In the same auditorium, one time an inmate was banging on the door to get in. I opened the door to let him know he couldn’t come in yet and wanted to calm him down. He grabbed me by the throat and lifted me with both hands and pinned me against the wall.
I used a wedge to break his hold and get him restrained. In doing this, I snapped my head back. Later, my neck really hurt, and I went to the hospital. The doctor said it could be a degenerative injury, and I had to leave the job. That was in 1987. To this day, I still go to the chiropractor for regular treatments.
Why did you come to Saint Rose?
While working in corrections, I earned my undergraduate degree (from Empire State College) in vocational education. I was teaching carpentry and other trades to inmates. I came to Saint Rose for my master’s degree so I could go back to corrections in administration.
I was 29, and a lot of my fellow graduate students were doing career changes like I was. It was a very active, engaged group of people – Lisa Thomson, Dennis McDonald, and Judi Kelly were part of this group.
We helped promote each other’s academic and career growth. I became active in our graduate professional association, the College Student Personnel Association of New York State and have been involved with professional associations in student affairs, IT, and drug prevention at the local state and national levels.
When you started commuting from Hudson, so did your wife, Laurie ’91, G’95, G’98, now a longtime City School District of Albany teacher. How did you manage?
Laurie would go to Saint Rose during the day. She’d come home, leave the car running in the driveway and I’d hop in and drive back to Albany to take classes in the evening. It worked out.
So, you never returned to the corrections field. What happened?
A position opened up in career services. Mike D’Attilio, who was dean of students then, and one of my professors, encouraged me to apply. He was a great mentor. They also asked me to teach drug and alcohol abuse courses, which I did for 10 years for the school of education. I taught numerous courses over the years.

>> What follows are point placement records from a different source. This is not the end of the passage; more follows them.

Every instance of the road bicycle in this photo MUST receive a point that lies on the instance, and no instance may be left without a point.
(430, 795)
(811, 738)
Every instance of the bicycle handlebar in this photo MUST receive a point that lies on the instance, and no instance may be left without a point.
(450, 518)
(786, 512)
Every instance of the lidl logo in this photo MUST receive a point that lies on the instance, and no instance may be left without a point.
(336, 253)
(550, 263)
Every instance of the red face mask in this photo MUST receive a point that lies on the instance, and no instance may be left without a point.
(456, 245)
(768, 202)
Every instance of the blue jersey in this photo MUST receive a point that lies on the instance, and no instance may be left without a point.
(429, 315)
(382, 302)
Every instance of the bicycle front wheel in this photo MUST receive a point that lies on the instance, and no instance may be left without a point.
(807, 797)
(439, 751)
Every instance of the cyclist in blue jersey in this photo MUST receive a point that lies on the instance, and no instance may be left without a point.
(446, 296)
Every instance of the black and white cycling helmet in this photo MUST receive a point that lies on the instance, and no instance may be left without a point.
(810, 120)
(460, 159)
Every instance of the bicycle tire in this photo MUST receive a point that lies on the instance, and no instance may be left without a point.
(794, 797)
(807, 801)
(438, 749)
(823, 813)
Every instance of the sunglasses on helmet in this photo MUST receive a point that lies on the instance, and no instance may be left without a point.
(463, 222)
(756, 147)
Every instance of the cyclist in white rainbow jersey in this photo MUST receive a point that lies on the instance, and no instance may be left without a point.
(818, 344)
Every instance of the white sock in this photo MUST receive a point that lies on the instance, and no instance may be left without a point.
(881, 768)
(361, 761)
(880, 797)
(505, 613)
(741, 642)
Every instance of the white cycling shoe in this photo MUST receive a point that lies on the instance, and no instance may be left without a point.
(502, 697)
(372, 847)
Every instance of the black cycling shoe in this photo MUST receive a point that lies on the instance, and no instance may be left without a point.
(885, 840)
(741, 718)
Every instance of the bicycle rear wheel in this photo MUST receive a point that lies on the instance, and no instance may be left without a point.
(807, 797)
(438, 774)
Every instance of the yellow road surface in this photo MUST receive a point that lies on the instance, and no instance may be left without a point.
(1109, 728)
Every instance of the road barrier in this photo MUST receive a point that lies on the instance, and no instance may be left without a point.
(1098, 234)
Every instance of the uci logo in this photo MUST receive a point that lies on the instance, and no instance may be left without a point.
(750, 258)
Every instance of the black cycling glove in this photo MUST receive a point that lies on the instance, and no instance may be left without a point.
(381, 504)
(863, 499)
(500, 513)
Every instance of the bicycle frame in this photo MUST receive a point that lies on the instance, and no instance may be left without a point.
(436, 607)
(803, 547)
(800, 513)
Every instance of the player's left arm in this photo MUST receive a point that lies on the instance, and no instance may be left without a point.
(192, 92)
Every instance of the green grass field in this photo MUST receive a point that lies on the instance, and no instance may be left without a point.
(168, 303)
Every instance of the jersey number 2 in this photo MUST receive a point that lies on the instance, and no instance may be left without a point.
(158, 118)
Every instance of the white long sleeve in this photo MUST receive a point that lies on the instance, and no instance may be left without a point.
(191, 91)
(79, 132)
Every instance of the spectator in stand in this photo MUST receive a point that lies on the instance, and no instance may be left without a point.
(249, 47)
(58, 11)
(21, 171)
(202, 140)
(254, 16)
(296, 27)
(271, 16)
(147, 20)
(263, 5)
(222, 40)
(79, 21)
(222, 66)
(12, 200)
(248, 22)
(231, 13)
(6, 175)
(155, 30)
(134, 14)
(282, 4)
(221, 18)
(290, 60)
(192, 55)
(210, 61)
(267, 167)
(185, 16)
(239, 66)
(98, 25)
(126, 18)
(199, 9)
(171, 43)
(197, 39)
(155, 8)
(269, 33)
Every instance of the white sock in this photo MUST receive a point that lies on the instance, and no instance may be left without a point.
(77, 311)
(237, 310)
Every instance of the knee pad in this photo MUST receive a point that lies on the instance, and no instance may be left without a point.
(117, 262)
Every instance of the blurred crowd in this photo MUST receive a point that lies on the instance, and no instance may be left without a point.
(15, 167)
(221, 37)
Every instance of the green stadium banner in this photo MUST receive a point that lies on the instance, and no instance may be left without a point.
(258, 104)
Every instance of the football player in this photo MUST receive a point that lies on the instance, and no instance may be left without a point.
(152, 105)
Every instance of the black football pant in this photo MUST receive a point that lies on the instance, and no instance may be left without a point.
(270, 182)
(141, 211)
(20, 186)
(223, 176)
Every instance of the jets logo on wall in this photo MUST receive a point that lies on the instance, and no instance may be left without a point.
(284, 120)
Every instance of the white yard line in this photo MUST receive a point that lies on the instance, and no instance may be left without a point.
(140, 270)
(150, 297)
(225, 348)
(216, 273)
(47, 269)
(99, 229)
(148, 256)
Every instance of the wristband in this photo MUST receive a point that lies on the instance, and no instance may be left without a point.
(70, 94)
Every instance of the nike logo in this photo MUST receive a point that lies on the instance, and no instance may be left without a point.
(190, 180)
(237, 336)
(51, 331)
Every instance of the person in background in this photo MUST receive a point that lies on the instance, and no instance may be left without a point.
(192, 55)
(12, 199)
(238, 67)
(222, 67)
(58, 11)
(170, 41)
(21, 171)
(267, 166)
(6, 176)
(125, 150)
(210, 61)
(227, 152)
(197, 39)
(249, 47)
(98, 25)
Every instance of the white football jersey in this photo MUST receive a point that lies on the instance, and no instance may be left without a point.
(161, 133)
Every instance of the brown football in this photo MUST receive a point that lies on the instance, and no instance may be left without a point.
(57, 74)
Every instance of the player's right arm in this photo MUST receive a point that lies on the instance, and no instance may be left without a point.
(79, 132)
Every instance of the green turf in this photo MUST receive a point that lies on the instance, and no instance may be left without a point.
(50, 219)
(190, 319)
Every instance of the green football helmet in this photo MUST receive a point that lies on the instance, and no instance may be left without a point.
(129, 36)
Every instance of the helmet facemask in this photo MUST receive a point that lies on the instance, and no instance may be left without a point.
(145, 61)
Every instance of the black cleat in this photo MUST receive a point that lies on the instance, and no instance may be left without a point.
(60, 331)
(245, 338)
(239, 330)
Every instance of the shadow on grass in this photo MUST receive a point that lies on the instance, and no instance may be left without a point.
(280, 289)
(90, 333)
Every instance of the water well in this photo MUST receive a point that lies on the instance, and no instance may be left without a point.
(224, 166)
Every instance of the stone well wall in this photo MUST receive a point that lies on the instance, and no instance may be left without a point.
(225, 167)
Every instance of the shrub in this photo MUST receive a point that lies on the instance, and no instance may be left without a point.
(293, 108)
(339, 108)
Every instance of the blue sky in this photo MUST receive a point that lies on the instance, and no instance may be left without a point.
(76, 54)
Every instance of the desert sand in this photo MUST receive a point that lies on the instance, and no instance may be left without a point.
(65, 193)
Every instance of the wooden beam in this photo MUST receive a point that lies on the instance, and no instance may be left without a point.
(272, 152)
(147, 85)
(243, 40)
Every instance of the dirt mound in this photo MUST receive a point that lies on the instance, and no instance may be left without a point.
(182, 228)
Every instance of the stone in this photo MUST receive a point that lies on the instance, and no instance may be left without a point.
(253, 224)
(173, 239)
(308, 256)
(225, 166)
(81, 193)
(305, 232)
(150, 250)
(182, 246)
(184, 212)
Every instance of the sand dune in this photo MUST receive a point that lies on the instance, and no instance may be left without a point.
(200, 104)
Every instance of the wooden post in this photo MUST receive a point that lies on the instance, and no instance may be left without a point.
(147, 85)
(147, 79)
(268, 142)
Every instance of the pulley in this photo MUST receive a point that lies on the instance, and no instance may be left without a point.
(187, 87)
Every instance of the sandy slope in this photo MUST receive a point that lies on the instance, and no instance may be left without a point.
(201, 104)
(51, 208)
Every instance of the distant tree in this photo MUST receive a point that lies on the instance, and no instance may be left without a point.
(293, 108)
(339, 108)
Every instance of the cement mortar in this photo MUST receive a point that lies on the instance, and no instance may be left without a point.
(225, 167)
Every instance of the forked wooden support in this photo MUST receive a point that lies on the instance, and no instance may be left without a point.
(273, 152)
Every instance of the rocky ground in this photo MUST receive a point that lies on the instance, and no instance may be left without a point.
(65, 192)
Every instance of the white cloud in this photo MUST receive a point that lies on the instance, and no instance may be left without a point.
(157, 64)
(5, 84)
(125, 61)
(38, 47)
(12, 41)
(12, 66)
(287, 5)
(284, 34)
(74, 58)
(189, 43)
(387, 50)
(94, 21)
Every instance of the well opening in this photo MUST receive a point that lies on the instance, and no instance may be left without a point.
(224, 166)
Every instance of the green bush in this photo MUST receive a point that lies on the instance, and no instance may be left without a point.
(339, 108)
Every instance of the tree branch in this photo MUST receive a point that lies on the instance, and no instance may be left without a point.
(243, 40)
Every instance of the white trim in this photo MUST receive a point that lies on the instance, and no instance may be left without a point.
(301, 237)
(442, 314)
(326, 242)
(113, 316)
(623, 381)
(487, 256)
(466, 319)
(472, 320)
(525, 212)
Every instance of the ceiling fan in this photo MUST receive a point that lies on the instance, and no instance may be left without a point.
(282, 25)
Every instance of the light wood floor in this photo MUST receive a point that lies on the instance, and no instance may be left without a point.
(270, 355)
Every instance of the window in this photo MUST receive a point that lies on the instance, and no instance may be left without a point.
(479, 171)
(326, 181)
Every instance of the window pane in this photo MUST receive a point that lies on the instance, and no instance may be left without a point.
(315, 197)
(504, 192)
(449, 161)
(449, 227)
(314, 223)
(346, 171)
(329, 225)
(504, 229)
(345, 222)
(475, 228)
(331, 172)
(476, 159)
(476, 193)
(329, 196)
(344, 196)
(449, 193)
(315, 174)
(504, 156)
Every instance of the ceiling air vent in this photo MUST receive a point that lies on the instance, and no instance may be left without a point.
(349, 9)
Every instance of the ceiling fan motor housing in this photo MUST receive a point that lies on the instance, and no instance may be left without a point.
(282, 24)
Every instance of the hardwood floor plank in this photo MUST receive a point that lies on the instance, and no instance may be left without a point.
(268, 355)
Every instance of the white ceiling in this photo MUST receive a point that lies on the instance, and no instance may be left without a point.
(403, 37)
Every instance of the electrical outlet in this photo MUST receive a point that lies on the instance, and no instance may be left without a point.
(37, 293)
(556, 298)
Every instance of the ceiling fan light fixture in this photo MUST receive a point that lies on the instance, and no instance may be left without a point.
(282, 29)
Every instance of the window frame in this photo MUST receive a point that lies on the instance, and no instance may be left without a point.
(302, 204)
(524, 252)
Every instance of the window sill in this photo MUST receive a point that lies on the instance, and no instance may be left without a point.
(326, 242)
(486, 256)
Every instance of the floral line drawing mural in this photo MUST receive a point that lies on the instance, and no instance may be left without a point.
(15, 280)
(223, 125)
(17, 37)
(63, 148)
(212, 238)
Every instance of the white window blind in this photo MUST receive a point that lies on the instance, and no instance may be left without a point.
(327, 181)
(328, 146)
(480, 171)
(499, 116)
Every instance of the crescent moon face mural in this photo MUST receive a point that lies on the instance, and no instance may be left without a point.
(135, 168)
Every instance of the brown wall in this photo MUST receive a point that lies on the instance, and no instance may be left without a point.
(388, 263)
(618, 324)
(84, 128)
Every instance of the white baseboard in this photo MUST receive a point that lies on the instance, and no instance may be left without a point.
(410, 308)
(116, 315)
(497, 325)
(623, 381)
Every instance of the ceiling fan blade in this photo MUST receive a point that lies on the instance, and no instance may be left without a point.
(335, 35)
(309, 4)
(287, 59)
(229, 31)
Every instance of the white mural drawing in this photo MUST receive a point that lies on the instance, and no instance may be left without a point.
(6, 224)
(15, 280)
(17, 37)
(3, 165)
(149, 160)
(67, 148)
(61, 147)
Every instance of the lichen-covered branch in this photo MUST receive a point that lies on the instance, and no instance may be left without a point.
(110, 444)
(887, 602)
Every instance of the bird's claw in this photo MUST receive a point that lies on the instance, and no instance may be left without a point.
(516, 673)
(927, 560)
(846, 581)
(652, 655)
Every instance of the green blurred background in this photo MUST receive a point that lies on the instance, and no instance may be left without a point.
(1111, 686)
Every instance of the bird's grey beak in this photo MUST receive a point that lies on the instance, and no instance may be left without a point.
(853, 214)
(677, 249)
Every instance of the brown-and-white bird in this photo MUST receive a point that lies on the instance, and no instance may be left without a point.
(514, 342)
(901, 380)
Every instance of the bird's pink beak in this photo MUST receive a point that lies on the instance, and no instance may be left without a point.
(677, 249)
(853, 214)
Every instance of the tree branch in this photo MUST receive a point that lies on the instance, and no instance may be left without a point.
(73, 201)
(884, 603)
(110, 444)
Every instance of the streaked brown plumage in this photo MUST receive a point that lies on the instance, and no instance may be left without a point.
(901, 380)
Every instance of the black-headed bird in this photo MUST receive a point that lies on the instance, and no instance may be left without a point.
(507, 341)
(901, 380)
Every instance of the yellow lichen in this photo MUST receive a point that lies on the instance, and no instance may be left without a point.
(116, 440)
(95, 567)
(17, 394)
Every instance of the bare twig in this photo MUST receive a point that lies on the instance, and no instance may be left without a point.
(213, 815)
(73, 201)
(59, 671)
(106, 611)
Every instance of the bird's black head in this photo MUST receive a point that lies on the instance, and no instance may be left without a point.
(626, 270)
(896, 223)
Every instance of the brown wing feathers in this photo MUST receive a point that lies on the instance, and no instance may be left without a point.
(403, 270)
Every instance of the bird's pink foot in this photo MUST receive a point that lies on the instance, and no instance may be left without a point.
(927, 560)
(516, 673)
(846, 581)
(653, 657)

I got involved in desktop publishing, databases, and simulation programming and traveled all over the country talking at conferences about how technology could be used.
You took over ITS and remained as digital technology became our preferred method of communication. So, you obviously love tech.
No. I don’t really like it that much. It’s a tool I use to get other things done. Most of my colleagues in IT, they’re brilliant. I muddle along. My biggest satisfaction over the years is in putting together an effective team of talented and dedicated people who have a passion for technology. I am quite proud of my ITS colleagues.
Whatever you do next, motorcycles will factor in. You grew up riding, got your wife Laurie interested, and have traveled 38 states together on Harleys. When did you realize your Harley was part of your Saint Rose identity?
There was a social event at former President (Mark) Sullivan’s house. Laurie and I rode in together on our Harleys. We were going to pull into the driveway and there was the president, arms crossed, and glaring. I thought “Oh boy he’s going to give us trouble,” because he felt no one on his cabinet should be doing something dangerous like riding a motorcycle.
But he pointed to the street and said, “I want you to park over there in front of the house. I want my neighbors to think I have cool friends.”